I wish that I could find "great deals" on registered does and bucks! LOL!

Let me know if you ended up with to many!!! LOL!


----------



## SDK (Jun 26, 2008)

*Re: Oh my gosh...I Can't wait!! UPDATE: Brought home a herd *

haha that's the size of my entire nigerian herd!


----------



## capriola-nd (Jul 6, 2008)

*Re: Oh my gosh...I Can't wait!! UPDATE: Brought home a herd *

Wow! That's almost the size of our entire Nigerian herd. Congrats!


----------



## Suellen (Mar 9, 2008)

*Re: Oh my gosh...I Can't wait!! UPDATE: Brought home a herd *

*WOW Congrats*









Looking forward to the pictures

_Suellen_


----------



## alyssa_romine (Oct 5, 2007)

*Re: Oh my gosh...I Can't wait!! UPDATE: Brought home a herd *

Congrats Kylee!!! I too cant wait to see the pics of your new herd members!!!! :wahoo:


----------



## Hailee's Herd (Oct 5, 2007)

*Re: Oh my gosh...I Can't wait!! UPDATE: Brought home a herd *

Wow, talk about a herd!!!! They sound wonderful!!!! I want pictures! :leap:


----------



## Di (Jan 29, 2008)

*Re: Oh my gosh...I Can't wait!! UPDATE: Brought home a herd *

Oh my, congrats! Did you already bring them home? Pics?


----------



## Sweet Gum Minis (Oct 6, 2007)

*Re: Oh my gosh...I Can't wait!! UPDATE: Brought home a herd *

Wow you bought a herd! Gosh that's a lot at one time. Hope you like them! Did you get some photos?


----------



## KW Farms (Jun 21, 2008)

*Re: Oh my gosh...I Can't wait!! UPDATE: Brought home a herd *

Alright, I'll show you the new bucks first...


----------



## SDK (Jun 26, 2008)

*Re: Oh my gosh...I Can't wait!! UPDATE: Brought home a herd *

any idea on pedigree's for your boys?


----------



## KW Farms (Jun 21, 2008)

*Re: Oh my gosh...I Can't wait!! UPDATE: Brought home a herd *

Alright...here's the does. These were taken when they first got here so they were nervous a clustering together, they've all scattered out today so i'm working on getting individual pics for our website.


----------



## KW Farms (Jun 21, 2008)

*Re: Oh my gosh...I Can't wait!! UPDATE: Brought home a herd *

Here's one more...


----------



## KW Farms (Jun 21, 2008)

SDK...Haven't gotten their papers quite yet. I got all the papers for the does, but this lady has 37 total goats all registered so she's got to dig through everything. The moonspotted one...not even sure where he's from, but his papers are on there way from the previous breeder. I'm really excited to see!


----------



## Sweet Gum Minis (Oct 6, 2007)

Well they're sure purdy! Quite a colorful and beautiful herd you got! Congrats and yes that buck is surely moonspotted! He's polka-dotted with moonspots!


----------



## StaceyRosado (Oct 5, 2007)

Kylee learn from her mistakes and get yourself a big binder. Get those plastic sleeves and deviders.

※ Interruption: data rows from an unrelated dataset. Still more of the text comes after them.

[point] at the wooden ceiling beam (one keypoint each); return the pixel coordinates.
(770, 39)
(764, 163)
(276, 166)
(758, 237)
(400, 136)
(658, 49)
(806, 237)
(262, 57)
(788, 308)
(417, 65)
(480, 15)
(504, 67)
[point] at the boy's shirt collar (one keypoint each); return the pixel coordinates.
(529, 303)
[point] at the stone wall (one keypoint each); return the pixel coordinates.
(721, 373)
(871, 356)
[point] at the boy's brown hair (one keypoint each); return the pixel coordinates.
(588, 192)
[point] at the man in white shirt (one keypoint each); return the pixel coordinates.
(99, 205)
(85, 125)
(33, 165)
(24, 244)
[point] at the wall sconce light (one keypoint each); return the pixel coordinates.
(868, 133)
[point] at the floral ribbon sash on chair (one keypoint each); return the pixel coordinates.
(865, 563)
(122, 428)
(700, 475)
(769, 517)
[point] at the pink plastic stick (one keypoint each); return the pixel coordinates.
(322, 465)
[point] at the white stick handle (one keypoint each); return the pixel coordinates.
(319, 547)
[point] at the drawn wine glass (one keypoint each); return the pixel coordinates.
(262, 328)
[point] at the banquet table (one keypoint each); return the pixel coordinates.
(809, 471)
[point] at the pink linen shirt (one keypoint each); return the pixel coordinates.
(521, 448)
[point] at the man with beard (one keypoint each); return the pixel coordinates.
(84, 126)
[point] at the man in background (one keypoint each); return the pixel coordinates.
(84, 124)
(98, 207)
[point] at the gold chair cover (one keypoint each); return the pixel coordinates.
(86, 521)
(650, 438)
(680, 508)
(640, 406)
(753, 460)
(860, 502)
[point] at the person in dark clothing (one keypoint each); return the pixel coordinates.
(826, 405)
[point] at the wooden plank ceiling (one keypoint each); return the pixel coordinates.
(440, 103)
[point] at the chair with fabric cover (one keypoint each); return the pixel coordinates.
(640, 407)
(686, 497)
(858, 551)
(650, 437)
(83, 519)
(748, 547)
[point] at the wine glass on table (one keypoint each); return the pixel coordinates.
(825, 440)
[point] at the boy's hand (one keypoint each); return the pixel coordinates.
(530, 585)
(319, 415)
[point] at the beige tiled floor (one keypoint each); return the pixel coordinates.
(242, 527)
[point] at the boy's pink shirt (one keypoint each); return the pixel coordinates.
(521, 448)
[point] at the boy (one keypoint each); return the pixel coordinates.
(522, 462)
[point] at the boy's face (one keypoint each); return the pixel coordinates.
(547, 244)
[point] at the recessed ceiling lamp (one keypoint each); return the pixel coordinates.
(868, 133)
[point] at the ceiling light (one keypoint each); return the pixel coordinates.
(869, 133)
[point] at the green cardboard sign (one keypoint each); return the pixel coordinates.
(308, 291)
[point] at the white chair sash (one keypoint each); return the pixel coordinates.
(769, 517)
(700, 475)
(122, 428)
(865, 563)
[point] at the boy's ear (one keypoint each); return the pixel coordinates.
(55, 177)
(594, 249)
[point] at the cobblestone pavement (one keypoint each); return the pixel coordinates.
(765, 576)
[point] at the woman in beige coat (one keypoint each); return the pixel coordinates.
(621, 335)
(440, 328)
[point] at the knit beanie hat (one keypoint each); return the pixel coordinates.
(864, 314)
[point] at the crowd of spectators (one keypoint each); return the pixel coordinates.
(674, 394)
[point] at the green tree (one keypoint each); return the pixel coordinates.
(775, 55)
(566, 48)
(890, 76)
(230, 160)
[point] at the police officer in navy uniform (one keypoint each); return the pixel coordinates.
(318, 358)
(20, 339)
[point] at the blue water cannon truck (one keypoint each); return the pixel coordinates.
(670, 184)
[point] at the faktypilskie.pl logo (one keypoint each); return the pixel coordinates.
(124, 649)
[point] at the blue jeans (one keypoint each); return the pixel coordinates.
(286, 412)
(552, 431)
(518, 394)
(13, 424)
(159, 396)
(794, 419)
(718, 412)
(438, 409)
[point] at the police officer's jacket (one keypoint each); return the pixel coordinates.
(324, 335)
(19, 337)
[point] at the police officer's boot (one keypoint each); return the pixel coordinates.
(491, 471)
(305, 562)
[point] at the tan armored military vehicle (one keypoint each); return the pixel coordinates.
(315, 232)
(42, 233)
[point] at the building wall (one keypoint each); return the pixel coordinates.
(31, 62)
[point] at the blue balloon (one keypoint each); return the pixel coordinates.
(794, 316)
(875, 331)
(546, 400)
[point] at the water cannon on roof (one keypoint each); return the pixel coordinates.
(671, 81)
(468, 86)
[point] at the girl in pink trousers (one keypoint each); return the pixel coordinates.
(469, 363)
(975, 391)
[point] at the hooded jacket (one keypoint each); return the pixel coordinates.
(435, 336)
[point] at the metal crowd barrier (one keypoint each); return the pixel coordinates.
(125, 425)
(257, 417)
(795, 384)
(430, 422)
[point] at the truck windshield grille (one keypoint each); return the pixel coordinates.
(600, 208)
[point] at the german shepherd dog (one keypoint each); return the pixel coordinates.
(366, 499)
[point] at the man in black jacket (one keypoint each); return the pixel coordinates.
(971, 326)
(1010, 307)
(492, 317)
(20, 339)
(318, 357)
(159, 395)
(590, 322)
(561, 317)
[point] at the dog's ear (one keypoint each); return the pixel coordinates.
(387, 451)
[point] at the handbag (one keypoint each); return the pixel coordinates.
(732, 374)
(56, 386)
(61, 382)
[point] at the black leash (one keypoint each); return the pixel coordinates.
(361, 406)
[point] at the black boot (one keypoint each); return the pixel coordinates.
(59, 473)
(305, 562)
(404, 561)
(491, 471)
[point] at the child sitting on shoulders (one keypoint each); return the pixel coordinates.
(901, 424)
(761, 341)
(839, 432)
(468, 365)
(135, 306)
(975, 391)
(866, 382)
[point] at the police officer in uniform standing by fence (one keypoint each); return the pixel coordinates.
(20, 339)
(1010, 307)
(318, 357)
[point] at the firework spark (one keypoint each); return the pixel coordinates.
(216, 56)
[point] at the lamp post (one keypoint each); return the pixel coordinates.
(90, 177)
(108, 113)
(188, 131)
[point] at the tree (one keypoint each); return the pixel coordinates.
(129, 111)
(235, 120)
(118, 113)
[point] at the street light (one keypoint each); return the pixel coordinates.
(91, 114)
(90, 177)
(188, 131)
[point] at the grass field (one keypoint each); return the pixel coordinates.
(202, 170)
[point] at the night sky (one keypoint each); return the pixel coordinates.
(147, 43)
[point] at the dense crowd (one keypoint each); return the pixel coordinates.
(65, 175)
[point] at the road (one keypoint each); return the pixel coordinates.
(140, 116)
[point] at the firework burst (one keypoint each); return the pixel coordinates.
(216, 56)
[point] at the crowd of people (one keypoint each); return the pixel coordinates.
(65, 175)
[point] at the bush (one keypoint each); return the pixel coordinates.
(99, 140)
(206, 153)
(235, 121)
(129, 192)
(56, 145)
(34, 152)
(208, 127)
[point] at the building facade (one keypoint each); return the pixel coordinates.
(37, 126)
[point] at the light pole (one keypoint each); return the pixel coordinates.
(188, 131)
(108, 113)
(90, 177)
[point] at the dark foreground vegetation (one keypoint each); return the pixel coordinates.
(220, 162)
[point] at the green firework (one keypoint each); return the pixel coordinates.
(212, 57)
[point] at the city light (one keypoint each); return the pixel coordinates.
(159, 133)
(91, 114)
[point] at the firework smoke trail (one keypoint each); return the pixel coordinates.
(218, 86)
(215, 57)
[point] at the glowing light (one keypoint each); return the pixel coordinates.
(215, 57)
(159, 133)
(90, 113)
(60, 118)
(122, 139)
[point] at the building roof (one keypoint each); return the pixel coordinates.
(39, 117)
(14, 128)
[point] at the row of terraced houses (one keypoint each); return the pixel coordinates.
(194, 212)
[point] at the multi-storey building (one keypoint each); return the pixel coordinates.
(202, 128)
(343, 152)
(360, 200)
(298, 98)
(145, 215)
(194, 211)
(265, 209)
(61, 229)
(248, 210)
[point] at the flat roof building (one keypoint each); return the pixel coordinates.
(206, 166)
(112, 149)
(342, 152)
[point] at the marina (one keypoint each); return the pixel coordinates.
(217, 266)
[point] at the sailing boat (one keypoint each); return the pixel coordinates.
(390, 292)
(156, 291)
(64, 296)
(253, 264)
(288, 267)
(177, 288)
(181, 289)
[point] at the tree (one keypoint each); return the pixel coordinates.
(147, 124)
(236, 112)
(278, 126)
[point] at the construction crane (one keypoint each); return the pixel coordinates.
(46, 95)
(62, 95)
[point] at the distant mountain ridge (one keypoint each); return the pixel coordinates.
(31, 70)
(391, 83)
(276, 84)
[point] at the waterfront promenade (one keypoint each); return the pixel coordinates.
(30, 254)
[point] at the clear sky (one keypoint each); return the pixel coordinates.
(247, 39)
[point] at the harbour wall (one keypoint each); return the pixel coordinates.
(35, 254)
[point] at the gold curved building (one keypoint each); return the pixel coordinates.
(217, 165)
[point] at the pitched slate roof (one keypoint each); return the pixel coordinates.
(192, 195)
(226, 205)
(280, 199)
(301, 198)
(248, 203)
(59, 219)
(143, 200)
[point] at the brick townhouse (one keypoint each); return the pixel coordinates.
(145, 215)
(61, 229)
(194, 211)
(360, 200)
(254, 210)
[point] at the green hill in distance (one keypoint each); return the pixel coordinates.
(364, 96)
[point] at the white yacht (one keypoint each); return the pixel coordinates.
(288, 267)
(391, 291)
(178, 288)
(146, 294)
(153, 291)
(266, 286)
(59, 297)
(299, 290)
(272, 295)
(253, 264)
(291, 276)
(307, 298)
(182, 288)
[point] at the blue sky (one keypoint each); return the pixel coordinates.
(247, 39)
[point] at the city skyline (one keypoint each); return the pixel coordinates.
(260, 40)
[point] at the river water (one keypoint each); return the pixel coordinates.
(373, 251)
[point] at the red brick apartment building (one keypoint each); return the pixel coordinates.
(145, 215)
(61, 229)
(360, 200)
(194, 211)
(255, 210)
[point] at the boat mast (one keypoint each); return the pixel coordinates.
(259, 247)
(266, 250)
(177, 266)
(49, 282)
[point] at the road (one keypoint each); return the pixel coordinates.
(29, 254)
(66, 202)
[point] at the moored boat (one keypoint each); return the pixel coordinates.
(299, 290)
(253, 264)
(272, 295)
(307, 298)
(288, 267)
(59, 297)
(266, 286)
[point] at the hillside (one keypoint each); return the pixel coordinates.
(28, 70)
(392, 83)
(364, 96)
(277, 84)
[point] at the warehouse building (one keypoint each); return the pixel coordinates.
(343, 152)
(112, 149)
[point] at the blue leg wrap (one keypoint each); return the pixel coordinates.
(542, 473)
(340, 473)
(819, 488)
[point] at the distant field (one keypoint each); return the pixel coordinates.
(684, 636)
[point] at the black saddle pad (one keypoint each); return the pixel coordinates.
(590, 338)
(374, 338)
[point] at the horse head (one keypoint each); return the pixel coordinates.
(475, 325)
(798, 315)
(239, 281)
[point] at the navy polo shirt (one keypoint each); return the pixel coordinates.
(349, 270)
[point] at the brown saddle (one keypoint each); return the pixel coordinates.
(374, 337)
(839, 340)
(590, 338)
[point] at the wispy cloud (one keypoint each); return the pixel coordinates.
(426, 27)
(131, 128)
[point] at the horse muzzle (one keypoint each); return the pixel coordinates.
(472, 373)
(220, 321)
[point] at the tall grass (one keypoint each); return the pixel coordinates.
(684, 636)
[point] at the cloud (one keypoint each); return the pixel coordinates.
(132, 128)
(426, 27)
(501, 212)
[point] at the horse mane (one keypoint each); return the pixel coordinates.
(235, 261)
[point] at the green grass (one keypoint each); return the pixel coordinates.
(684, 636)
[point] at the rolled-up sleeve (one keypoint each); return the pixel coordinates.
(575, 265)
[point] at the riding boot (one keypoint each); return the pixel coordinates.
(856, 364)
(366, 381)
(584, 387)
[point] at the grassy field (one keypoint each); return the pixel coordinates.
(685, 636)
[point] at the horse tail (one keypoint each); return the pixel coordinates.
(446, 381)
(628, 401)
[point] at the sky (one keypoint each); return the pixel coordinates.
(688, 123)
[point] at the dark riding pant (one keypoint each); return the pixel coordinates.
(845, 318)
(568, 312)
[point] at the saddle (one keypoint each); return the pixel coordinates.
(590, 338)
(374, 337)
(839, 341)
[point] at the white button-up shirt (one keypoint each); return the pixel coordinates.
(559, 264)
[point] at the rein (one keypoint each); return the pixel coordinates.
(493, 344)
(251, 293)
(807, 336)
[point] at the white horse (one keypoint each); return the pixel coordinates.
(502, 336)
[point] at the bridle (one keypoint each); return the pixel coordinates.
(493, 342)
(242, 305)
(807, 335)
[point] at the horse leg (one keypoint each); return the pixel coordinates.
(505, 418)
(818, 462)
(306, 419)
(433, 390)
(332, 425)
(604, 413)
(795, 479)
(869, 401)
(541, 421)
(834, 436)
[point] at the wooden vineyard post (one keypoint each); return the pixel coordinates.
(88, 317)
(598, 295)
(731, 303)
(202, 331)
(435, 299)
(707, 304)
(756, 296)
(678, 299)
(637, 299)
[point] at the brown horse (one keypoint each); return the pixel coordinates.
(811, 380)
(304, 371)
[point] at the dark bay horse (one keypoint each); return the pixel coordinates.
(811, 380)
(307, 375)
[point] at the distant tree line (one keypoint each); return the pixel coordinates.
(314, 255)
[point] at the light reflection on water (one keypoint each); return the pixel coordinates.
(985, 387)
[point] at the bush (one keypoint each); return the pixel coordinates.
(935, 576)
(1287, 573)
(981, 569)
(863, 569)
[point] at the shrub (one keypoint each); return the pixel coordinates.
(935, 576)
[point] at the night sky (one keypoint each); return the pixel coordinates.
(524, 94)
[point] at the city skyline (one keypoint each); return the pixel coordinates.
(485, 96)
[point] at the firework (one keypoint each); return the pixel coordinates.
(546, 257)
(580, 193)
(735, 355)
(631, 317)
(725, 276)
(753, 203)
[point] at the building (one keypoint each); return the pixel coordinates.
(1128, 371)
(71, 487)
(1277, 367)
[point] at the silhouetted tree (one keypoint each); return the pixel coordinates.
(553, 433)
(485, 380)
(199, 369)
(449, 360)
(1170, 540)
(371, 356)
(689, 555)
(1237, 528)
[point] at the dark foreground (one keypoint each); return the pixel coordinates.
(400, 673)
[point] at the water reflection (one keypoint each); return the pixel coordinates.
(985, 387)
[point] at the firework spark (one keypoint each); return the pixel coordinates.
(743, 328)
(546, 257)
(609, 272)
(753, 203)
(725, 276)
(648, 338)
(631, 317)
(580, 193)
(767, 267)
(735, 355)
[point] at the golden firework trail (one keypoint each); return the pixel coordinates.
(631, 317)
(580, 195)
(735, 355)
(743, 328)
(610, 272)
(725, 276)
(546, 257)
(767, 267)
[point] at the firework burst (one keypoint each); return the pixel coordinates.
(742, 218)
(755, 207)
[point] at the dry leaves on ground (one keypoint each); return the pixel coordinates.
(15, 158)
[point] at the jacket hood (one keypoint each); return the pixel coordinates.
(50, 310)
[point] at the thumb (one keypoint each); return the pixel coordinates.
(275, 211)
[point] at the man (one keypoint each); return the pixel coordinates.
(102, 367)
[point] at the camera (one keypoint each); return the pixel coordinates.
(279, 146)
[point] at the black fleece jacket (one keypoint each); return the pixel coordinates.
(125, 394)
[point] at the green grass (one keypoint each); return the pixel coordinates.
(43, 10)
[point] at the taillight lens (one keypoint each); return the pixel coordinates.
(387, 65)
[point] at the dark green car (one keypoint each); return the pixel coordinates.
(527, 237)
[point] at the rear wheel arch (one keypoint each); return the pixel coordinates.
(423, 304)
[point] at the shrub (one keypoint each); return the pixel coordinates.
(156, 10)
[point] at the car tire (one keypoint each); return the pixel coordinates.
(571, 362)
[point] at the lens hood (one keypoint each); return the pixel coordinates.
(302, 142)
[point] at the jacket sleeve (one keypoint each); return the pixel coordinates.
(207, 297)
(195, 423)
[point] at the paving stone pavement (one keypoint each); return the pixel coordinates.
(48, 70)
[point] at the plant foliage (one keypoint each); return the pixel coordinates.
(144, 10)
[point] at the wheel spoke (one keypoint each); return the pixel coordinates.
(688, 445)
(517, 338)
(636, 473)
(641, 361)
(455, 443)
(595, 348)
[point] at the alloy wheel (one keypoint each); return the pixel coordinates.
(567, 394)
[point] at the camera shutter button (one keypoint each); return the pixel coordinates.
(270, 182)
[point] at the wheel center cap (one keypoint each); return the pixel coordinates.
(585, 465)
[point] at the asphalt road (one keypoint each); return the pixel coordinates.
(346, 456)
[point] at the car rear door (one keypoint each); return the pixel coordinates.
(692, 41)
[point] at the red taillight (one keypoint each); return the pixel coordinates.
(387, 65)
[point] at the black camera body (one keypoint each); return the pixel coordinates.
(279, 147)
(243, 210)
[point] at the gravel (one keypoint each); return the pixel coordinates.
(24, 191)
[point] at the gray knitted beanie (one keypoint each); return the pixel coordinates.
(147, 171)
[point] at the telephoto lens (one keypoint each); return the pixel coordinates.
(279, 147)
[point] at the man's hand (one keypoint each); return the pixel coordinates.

Make a section for the sr does, jr. does, sr. bucks, jr. bucks. THen place each of their papers in teh sleeves and in the correct location in the binder. THen if you test you can place all the paperwork in each goats sleeve 

Just something I learned


----------



## KW Farms (Jun 21, 2008)

Thanks! We're excited to have these guys! 

Yep, that moonspotted buck sure is unique, imo, I've always wanted a moonspotted buck and finally got one! :leap: We named him Leroy!


----------



## sweetgoats (Oct 18, 2007)

They sure look like they are settling right in. 

Beautiful goats. So how many do you have now????


----------



## KW Farms (Jun 21, 2008)

Thanks Stacey...good advice for sure! I've already got myself a binder, but I need a bigger one now! It's already crammed with all my goaty papers!


----------



## Sweet Gum Minis (Oct 6, 2007)

You want to talk about paperwork? When you buy a new goat send in its papers right away. It gets pricy when you have a stack to do. If you do have quite a few send a few at a time if you can't afford to do them all at the same time.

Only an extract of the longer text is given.